Maduro’s strongest challenger, barred from running, picks a stand-in

CARACAS, Venezuela — María Corina Machado, the popular Venezuelan opposition leader who has been barred from challenging authoritarian President Nicolás Maduro in this year’s election, said Friday she would end her effort to get on the ballot and instead throw her support behind a substitute candidate.

“We have found an honorable person whom I trust,” Machado told reporters. “My fight is not over. We are going to fight until the last day.

“We are not allowing the regime to have any excuses.”

After months of harassment by Venezuela’s socialist government, and days before registration for the July election is due to close, Machado encouraged her supporters to vote for Corina Yoris Villasana, a comparatively low-profile academic who has been approved to run.

Yoris, 79, is a professor of logic and debating theory who has taught at Spain’s University of Salamanca and other institutions, Machado’s team said. She has never held political office.

She said Friday the country was headed toward a “transition” and that “we all need to walk this together.” She had yet to register as a candidate.

Machado, 56, an industrial engineer and former National Assembly member, won an opposition primary in December with more than 92 percent of the vote.
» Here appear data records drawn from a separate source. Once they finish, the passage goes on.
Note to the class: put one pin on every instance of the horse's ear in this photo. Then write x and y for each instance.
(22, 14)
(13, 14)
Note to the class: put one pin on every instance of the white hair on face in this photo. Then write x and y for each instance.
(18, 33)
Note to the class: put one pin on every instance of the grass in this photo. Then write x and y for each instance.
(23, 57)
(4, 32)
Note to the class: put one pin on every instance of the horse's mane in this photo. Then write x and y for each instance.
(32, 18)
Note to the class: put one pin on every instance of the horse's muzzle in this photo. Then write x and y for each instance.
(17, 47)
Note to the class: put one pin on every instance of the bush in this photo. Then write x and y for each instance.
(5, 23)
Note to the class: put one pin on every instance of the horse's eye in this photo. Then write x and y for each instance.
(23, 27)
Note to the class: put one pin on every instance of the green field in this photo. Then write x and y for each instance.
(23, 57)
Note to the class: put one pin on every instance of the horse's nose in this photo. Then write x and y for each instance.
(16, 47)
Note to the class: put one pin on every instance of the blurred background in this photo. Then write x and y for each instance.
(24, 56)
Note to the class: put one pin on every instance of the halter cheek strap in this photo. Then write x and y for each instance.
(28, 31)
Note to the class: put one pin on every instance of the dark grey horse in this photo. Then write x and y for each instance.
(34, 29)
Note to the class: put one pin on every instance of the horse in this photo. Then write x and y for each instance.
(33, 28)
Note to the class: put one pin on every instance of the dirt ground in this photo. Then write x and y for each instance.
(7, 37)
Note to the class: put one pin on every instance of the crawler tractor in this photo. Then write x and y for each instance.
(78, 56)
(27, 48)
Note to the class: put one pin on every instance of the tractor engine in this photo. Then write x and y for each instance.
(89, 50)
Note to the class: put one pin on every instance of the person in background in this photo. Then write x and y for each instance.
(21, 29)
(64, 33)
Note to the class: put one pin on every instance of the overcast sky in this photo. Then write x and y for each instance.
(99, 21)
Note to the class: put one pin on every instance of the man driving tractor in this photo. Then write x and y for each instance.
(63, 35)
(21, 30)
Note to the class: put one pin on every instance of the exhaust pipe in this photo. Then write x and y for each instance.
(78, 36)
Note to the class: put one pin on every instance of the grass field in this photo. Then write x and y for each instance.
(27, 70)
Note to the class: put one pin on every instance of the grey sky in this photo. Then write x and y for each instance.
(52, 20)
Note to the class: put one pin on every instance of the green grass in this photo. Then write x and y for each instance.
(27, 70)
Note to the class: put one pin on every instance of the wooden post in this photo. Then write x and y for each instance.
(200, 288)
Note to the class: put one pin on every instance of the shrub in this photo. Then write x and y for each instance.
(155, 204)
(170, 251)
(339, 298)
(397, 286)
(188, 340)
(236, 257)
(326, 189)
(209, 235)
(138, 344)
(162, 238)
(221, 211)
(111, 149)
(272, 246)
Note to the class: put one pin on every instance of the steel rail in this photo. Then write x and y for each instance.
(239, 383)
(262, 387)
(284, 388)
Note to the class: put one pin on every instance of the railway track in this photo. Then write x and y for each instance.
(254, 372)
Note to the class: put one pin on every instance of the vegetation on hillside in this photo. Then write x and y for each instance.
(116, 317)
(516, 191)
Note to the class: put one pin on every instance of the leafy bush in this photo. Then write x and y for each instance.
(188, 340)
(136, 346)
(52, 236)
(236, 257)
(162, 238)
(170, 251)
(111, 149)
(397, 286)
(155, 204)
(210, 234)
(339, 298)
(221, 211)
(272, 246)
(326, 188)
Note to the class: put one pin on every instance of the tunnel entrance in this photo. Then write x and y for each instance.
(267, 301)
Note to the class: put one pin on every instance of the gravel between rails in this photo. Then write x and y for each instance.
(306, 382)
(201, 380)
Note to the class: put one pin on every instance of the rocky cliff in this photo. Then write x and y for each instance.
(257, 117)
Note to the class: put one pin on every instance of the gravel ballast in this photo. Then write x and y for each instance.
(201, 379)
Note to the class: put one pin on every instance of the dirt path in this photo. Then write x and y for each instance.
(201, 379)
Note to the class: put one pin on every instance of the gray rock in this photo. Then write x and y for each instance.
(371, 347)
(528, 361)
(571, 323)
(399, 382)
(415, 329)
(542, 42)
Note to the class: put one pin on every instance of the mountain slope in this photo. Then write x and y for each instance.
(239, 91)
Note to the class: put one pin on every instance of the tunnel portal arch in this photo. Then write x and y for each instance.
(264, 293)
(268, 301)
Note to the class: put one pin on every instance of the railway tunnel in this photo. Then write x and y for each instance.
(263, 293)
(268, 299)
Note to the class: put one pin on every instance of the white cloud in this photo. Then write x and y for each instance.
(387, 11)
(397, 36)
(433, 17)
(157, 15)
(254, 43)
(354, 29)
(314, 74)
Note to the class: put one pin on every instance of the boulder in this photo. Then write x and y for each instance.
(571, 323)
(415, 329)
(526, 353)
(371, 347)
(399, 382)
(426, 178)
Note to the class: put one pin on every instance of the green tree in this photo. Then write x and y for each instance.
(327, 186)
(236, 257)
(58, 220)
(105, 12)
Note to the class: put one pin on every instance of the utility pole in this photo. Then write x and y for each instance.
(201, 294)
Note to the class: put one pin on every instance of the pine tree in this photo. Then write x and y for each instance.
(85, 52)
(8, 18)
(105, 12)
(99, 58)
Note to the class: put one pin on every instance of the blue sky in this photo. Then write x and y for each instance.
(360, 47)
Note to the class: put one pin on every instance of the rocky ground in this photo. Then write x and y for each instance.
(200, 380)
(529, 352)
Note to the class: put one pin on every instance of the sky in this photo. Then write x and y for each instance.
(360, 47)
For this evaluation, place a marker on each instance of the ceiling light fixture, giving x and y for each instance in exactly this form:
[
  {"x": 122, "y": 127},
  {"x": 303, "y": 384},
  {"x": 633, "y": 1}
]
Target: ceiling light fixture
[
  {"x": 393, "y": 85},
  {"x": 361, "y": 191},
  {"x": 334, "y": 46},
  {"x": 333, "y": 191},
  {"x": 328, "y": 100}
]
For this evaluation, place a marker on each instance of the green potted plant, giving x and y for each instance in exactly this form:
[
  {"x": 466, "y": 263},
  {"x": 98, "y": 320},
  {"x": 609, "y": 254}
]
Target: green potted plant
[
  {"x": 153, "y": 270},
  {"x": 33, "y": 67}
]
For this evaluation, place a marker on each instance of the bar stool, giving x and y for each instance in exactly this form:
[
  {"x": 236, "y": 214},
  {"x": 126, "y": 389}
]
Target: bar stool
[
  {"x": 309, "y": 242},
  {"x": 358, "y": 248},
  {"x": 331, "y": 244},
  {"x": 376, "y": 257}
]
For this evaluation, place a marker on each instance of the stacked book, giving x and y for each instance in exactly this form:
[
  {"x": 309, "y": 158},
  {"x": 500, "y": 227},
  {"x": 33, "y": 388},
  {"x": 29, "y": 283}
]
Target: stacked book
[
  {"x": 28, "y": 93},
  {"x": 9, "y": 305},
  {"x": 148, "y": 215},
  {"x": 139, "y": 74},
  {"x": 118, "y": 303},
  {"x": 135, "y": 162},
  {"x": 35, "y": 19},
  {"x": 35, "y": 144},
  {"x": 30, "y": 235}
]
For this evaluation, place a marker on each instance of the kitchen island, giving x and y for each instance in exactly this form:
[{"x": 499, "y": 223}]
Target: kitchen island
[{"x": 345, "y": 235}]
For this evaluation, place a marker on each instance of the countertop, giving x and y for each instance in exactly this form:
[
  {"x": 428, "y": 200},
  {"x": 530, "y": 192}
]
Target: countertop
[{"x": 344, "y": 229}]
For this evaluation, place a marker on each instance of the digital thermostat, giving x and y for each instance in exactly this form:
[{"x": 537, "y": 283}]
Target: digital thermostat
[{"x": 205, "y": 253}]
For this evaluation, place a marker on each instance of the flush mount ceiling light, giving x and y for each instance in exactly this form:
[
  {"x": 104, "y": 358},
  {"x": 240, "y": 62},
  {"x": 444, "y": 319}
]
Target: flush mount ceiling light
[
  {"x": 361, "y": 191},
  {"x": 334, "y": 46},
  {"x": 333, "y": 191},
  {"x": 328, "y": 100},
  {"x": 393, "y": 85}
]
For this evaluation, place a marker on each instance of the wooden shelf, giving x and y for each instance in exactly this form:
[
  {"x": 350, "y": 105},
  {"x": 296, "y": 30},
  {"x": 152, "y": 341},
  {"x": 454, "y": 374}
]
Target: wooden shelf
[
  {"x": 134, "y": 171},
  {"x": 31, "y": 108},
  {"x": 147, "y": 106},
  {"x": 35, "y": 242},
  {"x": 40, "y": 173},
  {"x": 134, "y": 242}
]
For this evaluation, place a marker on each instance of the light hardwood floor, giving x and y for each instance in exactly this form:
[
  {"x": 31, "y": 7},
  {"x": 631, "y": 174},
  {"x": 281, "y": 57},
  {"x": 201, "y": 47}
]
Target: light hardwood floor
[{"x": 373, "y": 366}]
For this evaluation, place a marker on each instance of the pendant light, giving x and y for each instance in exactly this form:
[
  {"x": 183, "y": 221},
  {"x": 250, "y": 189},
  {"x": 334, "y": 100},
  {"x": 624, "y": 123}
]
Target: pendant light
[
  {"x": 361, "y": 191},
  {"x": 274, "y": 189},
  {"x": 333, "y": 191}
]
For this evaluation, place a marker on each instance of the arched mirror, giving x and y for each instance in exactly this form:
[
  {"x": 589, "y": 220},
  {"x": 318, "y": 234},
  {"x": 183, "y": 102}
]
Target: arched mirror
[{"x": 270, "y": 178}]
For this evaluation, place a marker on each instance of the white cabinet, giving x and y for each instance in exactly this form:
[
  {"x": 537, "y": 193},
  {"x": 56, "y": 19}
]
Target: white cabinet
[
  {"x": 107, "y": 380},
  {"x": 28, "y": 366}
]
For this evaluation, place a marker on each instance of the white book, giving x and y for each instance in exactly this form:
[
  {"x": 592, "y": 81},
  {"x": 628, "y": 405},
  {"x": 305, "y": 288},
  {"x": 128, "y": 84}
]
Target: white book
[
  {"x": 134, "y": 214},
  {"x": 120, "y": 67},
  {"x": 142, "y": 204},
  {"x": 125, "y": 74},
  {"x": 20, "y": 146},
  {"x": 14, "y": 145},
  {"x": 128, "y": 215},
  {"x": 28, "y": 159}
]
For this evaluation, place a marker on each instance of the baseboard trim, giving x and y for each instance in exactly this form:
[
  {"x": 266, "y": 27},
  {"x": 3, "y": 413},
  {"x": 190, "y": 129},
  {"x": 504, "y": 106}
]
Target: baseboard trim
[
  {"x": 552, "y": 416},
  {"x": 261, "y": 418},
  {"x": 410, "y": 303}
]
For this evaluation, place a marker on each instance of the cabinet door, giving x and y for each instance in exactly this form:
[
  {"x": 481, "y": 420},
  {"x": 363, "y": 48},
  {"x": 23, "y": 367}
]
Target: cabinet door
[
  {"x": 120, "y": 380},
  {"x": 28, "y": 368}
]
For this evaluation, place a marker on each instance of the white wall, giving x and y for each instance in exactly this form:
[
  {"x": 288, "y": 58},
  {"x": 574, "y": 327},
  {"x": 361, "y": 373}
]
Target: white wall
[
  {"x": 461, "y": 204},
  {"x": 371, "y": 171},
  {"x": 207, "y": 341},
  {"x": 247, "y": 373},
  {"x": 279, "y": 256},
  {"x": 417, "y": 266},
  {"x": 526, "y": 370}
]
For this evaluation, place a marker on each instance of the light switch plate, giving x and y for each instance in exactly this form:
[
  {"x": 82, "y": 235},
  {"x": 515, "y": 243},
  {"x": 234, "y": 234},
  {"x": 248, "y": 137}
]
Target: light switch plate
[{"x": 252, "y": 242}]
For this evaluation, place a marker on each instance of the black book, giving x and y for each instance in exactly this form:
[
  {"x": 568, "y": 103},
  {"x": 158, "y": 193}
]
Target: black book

But the government called the primary invalid, and the Supreme Court agreed this year that she would be ineligible to run.

The Maduro government told the Biden administration this year it would hold free and fair elections in exchange for relief from U.S. sanctions on the state-run oil industry, and Machado continued to campaign.

Two members of her team were arrested this week on accusations of planning violent acts against the government and arrest warrants were issued for seven more.

Machado called the accusations “completely false”; the United States condemned them.